ABD'de üç sınıf var organik materyal: fibrik, hemik (yarı ayrışmış) ve saprik (ayrışmış). Bölgeleme ilkesine dayanarak bataklıklar ayırt edilir:

  • a) tundra Alaska;
  • b) felç;
  • c) aaap;
  • d) binmek;
  • e) kıyıları kapsayacak;
  • f) güney limnojenik (Florida ve Georgia'daki Everglades ve Okifenokee bataklıkları ve bataklıkları);
  • g) Michigan'daki buzul havzaları.

Ancak çok daha sık olarak, entegre bir prensip üzerine inşa edilen birleşik sınıflandırmalar kullanılır:

  • 1) altında bir orman turbası tabakası bulunan soligenik bataklıklar (pH 5.5--6.2);
  • 2) toplam kalınlığı 3 m olan geçiş yosun bataklıkları (üst - sfagnum, alt - odunsu turba);
  • 3) düşük sertlikte yosunlar (pH 3.8-4.5) - bataklık bitki örtüsünün ombrojenik bataklık bitki örtüsü (sfagnum turba, saz, kamış) bitki örtüsü ile karışımı;
  • 4) miskeg - bir tür yosun bataklıkları (pH 3,5-4,5) - çalılar, pamuk otu, sfagnum;
  • 5) bataklıklarla ayrılmış sırt bataklıkları (Amerika kıtasının güneyinde);
  • 6) sırt bataklıkları ve adalardan oluşan bir kompleks - bazen odunsu kalıntıların katılımıyla bataklık turbaları;
  • 7) yoksul bataklıklar ve sırtları olmayan ağaçsız yosun bataklıkları;
  • 8) antropojenik yük taşıyan bataklıklar: drenaj, yollar, yanmış alanlar.

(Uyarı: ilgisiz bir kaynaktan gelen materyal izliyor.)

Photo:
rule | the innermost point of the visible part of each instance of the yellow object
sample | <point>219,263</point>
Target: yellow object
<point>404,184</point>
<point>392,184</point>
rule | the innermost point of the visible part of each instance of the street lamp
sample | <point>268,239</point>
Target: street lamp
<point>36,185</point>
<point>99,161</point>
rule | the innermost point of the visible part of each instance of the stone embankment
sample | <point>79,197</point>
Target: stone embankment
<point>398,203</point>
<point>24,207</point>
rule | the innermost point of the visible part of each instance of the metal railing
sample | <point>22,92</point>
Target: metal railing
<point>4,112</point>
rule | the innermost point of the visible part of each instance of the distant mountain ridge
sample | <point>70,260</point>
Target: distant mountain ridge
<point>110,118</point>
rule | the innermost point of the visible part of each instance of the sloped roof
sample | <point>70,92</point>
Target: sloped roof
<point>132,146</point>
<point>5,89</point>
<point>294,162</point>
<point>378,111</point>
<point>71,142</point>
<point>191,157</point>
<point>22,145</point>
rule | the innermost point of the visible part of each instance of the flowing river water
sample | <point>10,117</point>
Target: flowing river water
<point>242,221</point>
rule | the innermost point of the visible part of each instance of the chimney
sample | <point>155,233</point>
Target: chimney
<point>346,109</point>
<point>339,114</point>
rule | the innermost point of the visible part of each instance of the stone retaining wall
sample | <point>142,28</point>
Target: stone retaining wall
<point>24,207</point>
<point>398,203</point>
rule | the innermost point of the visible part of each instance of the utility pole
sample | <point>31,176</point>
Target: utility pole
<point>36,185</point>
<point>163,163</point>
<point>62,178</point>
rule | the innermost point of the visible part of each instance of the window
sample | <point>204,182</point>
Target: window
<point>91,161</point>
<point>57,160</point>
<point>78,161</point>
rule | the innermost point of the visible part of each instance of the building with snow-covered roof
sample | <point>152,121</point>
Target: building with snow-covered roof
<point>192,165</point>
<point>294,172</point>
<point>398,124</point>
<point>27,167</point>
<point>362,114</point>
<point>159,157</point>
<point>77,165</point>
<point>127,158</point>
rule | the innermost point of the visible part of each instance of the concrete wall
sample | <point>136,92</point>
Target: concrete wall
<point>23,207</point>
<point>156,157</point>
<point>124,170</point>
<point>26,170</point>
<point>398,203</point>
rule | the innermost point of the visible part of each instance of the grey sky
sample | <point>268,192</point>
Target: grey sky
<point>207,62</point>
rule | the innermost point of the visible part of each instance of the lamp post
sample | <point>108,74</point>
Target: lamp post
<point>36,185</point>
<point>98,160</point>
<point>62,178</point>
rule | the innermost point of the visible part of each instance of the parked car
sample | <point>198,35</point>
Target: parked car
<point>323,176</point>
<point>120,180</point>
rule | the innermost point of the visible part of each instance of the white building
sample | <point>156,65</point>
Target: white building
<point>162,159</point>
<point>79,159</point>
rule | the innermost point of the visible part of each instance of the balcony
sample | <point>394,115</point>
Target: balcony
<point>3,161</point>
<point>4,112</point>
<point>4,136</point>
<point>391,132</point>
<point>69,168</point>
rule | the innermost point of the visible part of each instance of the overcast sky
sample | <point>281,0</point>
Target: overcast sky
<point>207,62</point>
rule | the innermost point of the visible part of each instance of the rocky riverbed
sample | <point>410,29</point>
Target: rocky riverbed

Finlandiya'da beş tür bataklık kompleksi kullanılmaktadır: yükseltilmiş, aapa, Karelya, "asılı" ve tümsek. Daha sonra Karelya ve "asılı" türleri kaldırıldı ve bir dizi seçeneğe bölünerek aapa-bataklıklar saflarına aktarıldı. Modern anlayışa göre, aapa bataklıkları, mezotrofik (veya oligotrofik) sırtların ötrofik (veya mezotrofik) oyuklar ve göllerle dönüşümlü olduğu kuzey tayganın ağaçsız sırt-oyuk ötrofik bataklıklarına karşılık gelir.

Rusya'da bataklık tipolojisinde şu yönler gelişmiştir: botanik-coğrafi, ekolojik-bitkisel, hidrolojik, jeomorfolojik ve bütünsel - biyojeosenolojik (peyzaj-genetik).

V.N. Sukachev (1915, 1926), toprak besleme bataklıklarını (ova ve geçiş) ve atmosferik beslenmeyi (yayla) ana gruplar olarak ayırdı ve ardından bitki örtüsüne göre ovaları çimen, hipnum, orman ve geçiş olarak ayırdı. ormana ve çimenlere. Böylece, bataklıkların ana grupları su ve mineral beslenmesinin zenginliği ile ayırt edilir ve bitki örtüsü ikincil bir konuma sahiptir.

Ova bataklıkları esas olarak kabartmanın en alçak bölgelerinde oluşur, dolayısıyla adları da buradan gelir. Bunları eski bir antik gölün yerindeki bir nehrin taşkın yatağında, nehirler arası düzlükteki antik bir göl havzasında, temizlenmiş bir ormanın bulunduğu alandaki bir çöküntüde veya düz bir ovada bulabiliriz. Bu tür bataklıklar yeraltı suyuyla beslenir. Bu sular oldukça minerallidir ve çok sayıdaçözünmüş bitki besin maddeleri. Bataklığa girerek onu zenginleştirirler. Ayrıca birçok kuş genellikle buraya sığınır. Kuş pislikleri azotlu maddeler açısından zengindir ve aynı zamanda bataklığı zenginleştirir. Bu nedenle, ova bataklıklarında sazlar, at kuyrukları, sazlar ve yeşil yosunlar yoğun, sürekli bir örtü içinde büyür, üstlerinde bazen ladin katkılı bir kara kızılağaç veya huş ağacı tabakası bulunur.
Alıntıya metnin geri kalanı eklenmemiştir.